The Blurb On The Back:
1936. Europe is in turmoil. The Nazis have marched into the Rhineland; in Russia, Stalin has unleashed his Great Terror; Spain has erupted in civil war.
In Berlin, a young Englishwoman evades the Gestapo to deliver vital papers to a Jewish scientist. Within weeks she is found dead in her Cambridge bedroom, a silver syringe clutched in her fingers.
When a renowned member of the county set and his wife are found horribly murdered, a maverick history professor finds himself dragged into a world of espionage which, until now, he has only read about in books. But the deeper Thomas Wilde delves, the more he wonders whether the murders are linked to the death of the girl with the silver syringe – and, just as worryingly, to the scandal surrounding King Edward VII and his mistress Wallis Simpson …
Professor Wilde’s specialist subject is the Elizabethan secret service. As the scope of the conspiracy is revealed, he must use all the skills he has learnt to save the woman he loves and prevent a massacre.
The Review (Cut For Spoilers):
In August 1936, Nancy Hereward (a journalist and Communist sympathiser) travels to Berlin to conduct a secret mission. Two months later, Nancy is found dead in her Cambridge flat. The silver syringe in her arm convinces the police that it’s an accidental heroin overdose but Nancy’s friend, Lydia Morris, knows that Nancy was up to something in Berlin and is convinced that something more nefarious has happened. She convinces her neighbour, Thomas Wilde (a Cambridge history professor whose specialism is Elizabethan espionage) to help her investigate and it’s not long before they discover that Nancy’s death coincided with the brutal murder of the parents of a college friend of Nancy and Lydia’s.

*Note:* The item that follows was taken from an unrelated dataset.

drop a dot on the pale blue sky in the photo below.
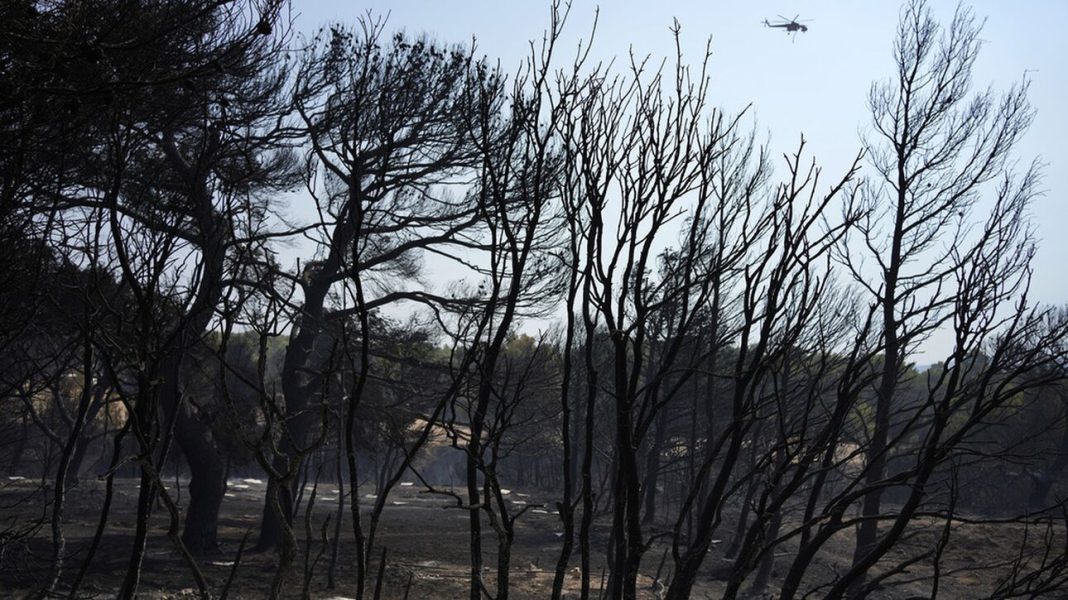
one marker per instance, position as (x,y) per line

Together Wilde and Lydia find themselves delving into the world of Communist activism and Fascist sympathisers set against the backdrop of the Abdication Crisis and the Spanish Civil War where everyone has an agenda and nothing is quite what it seems …
Rory Clements’s historical spy thriller (the first in a new series) sets a twisting plot against the real historical events of 1936 but is let down by a bland hero, a finale that devolves into preposterous cliché and a predictable romance between two leads who don’t have much chemistry. I enjoyed the way Clements makes use of the Spanish Civil War and the Abdication Crisis for his plot – especially the way the Crisis was kept secret in the UK press but was well discussed around the rest of the world. The scenes from Baldwin’s perspective were particularly good (although I could have done without the ‘mysterious shadowy cabal’ scenes, which felt derivative and heavy handed) and the links to the Civil War with their proxy elements neatly dovetail in with the plot. Although I enjoyed the way the characters (including Wilde) all hark back to the Great War, I found Wilde a bit bland and predictable (his American-Irish heritage trying too hard to make him an outsider) and his boxing expertise tried too hard to make him an action hero. I didn’t think he had any chemistry with Lydia (who I wish more had been made more of given her university education rather than making her traditional hostage fodder) and the finale was just so ridiculous that it spoilt my enjoyment of the previous pages. On that basis, I wouldn’t rush to read the sequel to this but I would read Clements’s other work.
CORPUS was released in the United Kingdom on 26th January 2017. Thanks to the Amazon Vine Programme for the review copy of this book.